Erster Bau vers 1200 (≈ 1200)
Nef Romaneskenedifizierung und gotischer Chor
XVIIe ou XVIIIe siècle
Ersatz des Glockenturms
Ersatz des Glockenturms XVIIe ou XVIIIe siècle (≈ 1850)
Strukturzaun und Schieferpfeil
années 1960
Kontroverse Restaurierung
Kontroverse Restaurierung années 1960 (≈ 1960)
Fehlende mittelalterliche Wandmalerei
20 janvier 2003
Historisches Denkmal
Historisches Denkmal 20 janvier 2003 (≈ 2003)
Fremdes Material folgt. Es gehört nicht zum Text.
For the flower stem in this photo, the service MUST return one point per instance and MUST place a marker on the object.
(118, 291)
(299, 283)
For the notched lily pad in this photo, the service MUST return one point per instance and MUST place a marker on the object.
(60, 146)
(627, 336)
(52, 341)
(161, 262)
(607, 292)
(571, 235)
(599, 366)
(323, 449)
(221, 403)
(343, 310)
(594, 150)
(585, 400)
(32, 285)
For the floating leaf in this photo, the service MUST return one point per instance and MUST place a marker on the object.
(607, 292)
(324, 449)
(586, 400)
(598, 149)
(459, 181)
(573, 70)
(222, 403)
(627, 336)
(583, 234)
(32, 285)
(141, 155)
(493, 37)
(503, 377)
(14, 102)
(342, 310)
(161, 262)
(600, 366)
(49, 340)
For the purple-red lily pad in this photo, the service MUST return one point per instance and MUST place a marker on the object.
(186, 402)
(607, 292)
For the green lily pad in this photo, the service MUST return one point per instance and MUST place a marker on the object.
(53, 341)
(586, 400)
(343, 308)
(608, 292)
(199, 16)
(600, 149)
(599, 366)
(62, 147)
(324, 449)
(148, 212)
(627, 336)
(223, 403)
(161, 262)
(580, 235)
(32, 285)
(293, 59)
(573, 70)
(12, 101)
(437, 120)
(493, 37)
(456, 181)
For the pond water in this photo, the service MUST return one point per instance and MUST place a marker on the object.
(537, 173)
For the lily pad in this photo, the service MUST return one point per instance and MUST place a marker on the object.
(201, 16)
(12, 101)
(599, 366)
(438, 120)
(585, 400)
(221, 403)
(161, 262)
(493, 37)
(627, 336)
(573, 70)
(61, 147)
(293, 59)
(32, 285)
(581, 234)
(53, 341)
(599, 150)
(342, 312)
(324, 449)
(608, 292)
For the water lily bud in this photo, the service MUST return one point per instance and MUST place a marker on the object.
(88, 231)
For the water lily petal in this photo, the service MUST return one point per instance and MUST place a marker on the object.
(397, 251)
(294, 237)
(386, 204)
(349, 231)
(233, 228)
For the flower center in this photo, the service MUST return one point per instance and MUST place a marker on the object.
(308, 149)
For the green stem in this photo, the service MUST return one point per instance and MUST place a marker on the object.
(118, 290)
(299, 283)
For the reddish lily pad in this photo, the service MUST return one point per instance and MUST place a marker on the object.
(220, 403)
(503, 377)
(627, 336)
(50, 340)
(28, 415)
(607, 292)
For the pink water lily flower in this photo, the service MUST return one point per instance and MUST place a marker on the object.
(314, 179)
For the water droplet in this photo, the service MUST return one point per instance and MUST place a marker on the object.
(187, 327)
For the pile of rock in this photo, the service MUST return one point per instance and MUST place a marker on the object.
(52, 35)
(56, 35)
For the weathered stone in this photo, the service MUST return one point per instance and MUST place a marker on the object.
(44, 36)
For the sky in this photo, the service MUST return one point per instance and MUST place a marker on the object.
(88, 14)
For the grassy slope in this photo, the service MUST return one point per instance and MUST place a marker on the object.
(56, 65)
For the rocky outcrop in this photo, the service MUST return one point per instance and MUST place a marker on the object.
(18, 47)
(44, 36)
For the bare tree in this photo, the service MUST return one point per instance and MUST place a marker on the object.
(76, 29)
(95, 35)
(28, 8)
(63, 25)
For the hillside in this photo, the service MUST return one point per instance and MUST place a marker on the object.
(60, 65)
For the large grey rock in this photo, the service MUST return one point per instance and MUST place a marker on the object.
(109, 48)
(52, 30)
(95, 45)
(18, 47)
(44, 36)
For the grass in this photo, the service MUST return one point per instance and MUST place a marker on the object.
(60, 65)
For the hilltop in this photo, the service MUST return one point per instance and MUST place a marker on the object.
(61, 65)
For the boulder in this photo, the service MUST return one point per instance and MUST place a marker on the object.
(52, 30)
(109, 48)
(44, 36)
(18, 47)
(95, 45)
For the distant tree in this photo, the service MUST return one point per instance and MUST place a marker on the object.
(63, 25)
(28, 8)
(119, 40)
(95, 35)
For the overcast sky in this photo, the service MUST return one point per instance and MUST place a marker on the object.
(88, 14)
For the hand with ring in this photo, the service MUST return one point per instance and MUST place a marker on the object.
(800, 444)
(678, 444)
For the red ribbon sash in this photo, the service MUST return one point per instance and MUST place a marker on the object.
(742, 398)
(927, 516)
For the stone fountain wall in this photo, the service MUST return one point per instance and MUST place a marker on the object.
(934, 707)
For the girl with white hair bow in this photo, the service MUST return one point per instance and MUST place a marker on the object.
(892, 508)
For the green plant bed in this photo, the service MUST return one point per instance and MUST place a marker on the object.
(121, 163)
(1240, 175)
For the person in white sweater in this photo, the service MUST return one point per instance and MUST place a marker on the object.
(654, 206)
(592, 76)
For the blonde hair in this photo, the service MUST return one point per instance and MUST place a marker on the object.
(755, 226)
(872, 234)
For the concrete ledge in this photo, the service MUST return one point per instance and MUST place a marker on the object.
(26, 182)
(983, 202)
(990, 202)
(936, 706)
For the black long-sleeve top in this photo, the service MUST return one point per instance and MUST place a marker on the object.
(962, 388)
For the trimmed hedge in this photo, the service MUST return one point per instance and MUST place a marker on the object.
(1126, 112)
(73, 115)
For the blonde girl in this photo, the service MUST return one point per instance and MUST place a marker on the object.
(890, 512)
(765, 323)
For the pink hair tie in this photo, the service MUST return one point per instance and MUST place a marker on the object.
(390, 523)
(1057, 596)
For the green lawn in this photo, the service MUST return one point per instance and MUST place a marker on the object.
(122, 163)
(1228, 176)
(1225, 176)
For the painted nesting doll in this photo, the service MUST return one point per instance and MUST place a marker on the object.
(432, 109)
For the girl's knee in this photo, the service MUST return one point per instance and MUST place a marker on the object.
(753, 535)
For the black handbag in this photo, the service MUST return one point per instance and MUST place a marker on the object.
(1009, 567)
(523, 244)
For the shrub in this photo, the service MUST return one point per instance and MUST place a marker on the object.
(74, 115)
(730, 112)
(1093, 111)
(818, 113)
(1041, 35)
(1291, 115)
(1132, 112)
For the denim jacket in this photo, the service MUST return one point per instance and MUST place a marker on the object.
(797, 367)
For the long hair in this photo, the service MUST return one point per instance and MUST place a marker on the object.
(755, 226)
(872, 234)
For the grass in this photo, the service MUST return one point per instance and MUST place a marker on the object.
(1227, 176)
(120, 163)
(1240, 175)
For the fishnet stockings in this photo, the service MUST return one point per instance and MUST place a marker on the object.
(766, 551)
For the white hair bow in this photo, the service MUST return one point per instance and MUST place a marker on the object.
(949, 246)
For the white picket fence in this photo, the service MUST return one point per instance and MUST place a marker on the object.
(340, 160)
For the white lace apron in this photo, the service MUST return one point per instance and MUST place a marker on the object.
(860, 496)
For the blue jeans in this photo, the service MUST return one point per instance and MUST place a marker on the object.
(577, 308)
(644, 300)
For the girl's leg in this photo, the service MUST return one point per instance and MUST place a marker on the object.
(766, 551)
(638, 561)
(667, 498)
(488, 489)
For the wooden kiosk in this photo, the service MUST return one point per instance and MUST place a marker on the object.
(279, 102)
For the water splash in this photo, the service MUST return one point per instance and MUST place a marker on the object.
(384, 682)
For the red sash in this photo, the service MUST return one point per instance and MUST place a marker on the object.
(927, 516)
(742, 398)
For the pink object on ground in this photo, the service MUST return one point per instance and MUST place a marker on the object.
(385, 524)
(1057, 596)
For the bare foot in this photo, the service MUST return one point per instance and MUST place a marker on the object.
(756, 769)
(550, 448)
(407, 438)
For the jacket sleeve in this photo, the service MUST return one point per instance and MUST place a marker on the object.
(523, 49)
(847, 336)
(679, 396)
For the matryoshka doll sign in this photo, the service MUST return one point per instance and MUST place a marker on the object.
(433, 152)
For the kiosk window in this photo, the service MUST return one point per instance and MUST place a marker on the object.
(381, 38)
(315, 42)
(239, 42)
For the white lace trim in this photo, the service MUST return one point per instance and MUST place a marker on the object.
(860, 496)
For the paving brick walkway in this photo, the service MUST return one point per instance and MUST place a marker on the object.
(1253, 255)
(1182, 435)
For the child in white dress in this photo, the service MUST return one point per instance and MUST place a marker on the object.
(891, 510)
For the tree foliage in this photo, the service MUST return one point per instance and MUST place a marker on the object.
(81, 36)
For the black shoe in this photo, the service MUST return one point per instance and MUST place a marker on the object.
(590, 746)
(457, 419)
Anmeldung per offizieller Bestellung
Aujourd'hui
Aujourd'hui
Aujourd'hui Aujourd'hui (≈ 2025)
Position de référence.
Kulturgüter
Die Kirche (Box AC 54): Registrierung durch Dekret vom 20. Januar 2003
Ursprung und Geschichte
Die Kirche der Kreuzherrschaft von Razès, die um 1200 am Scharnier des 12. und 13. Jahrhunderts erbaut wurde, ist inspiriert von den großen Stadtkirchen seiner Zeit. Seine Struktur kombiniert ein romanisches Kirchenschiff und einen Gewölbechor, organisiert in einem einzigen Gefäß, das von einem Transept mit orientierten Kapellen erweitert wird. Das flache Bett und das Fehlen eines Spaziergangs erinnern an die vereinfachten Zisterzienser Modelle, angepasst an einen ländlichen Kontext. Der Zusammenbruch des Kreuzturms, von dem nur die Anhänger bleiben, markiert einen Bruch in seiner Architekturgeschichte, obwohl das Datum dieses Ereignisses unbekannt bleibt.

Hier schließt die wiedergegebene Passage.